# Running Data Quality tests for DataFrame

In the following Notebook we will work with the `Tutorial Postgres.raw.public.taxi_yellow` table from the previous tutorial - [test workflow notebook](/lab/tree/notebooks/test_workflow.ipynb) - and perform some transformations on it before loading it into our staging database.

## Purpose
We want to showcase how we can hook OpenMetadata's data quality mechanisms directly in your ETLs before your data reaches its destination. For that, we're building an ETL that transforms the data we previously built and loads it in a table for which we have set up data quality tests in the [given instructions](/lab/tree/README.md).

## Description of the ETL
For context, please refer to [the test workflow notebook](/lab/tree/notebooks/test_workflow.ipynb)

In this case we will run some simple data cleaning and transformations on the dataframe. Then, we will use the `DataFrameValidator` interface to load the chunks of validated data into the destination and then finally report those results to OpenMetadata.
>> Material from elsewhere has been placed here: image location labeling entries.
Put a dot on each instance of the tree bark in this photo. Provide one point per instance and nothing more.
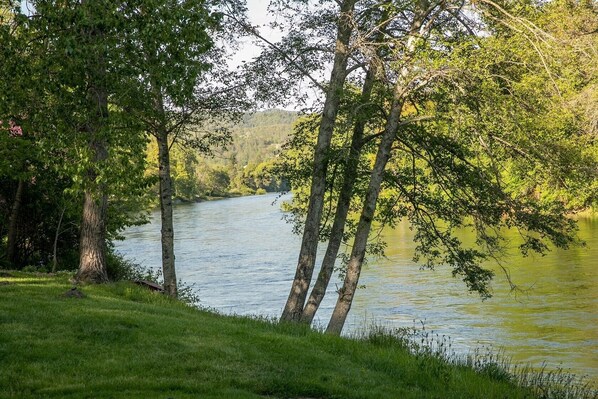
(92, 261)
(309, 243)
(55, 246)
(92, 256)
(11, 250)
(342, 208)
(167, 232)
(347, 291)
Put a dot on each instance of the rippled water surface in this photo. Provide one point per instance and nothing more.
(241, 256)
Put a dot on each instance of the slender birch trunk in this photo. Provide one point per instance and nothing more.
(92, 255)
(347, 292)
(11, 250)
(309, 244)
(342, 208)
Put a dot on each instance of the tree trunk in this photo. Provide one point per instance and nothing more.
(92, 256)
(92, 261)
(55, 247)
(309, 244)
(167, 232)
(347, 291)
(11, 250)
(342, 208)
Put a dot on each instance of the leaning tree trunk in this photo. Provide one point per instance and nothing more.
(342, 208)
(13, 222)
(167, 232)
(347, 292)
(92, 261)
(309, 243)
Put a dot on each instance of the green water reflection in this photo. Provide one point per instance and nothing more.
(552, 318)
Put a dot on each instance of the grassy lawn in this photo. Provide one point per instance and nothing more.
(123, 341)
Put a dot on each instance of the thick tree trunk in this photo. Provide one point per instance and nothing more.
(309, 244)
(347, 291)
(92, 255)
(13, 222)
(167, 232)
(342, 208)
(92, 261)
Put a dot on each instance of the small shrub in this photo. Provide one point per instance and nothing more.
(121, 269)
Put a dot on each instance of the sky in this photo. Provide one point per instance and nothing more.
(258, 16)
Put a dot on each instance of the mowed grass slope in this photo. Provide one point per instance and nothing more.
(123, 341)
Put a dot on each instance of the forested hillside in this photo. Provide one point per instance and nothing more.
(239, 167)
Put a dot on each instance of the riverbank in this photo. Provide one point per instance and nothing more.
(123, 341)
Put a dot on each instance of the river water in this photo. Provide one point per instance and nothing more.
(241, 256)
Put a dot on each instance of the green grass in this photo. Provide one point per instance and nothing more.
(122, 341)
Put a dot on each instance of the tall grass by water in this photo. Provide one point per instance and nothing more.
(435, 352)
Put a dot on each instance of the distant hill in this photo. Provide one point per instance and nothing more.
(257, 138)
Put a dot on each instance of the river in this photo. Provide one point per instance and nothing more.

We will use the [`openmetadata-ingestion`](https://pypi.org/project/openmetadata-ingestion/) library to run the Data Quality tests we have defined in [OpenMetadata](http://localhost:8585/table/Tutorial%20Postgres.raw.public.taxi_yellow/profiler/data-quality).

## Dependencies
For our ETL we will be using SQLAlchemy to load the table, Pandas DataFrames to perform transformations, [`openmetadata-ingestion`](https://pypi.org/project/openmetadata-ingestion/) to run data quality tests and the OpenMetadata [Postgres Connector](https://docs.open-metadata.org/latest/connectors/database/postgres).

We can install all these dependencies specifying the right extras. A full list can be found in the project's [`setup.py`](https://github.com/open-metadata/OpenMetadata/blob/main/ingestion/setup.py), check it out if your installation differs from the example below.

## Requirements
If you haven't, please follow the [setup](/lab/tree/README.md#setup) steps in the README

For this example you will need:

- To have run the [`test_workflow`](/lab/tree/notebooks/test_workflow.ipynb) notebook
- An OpenMetadata instance running (achieved by following the setup instructions above)
- A bot JWT token. You can do so by using [Ingestion Bot's](http://localhost:8585/bots/ingestion-bot) token from your OpenMetadata instance
- [`openmetadata-ingestion`](https://pypi.org/project/openmetadata-ingestion/) version 1.11.0.0 or above (installed in this Notebook)

In [1]:
!pip install "openmetadata-ingestion[pandas,postgres]>=1.11.0.0"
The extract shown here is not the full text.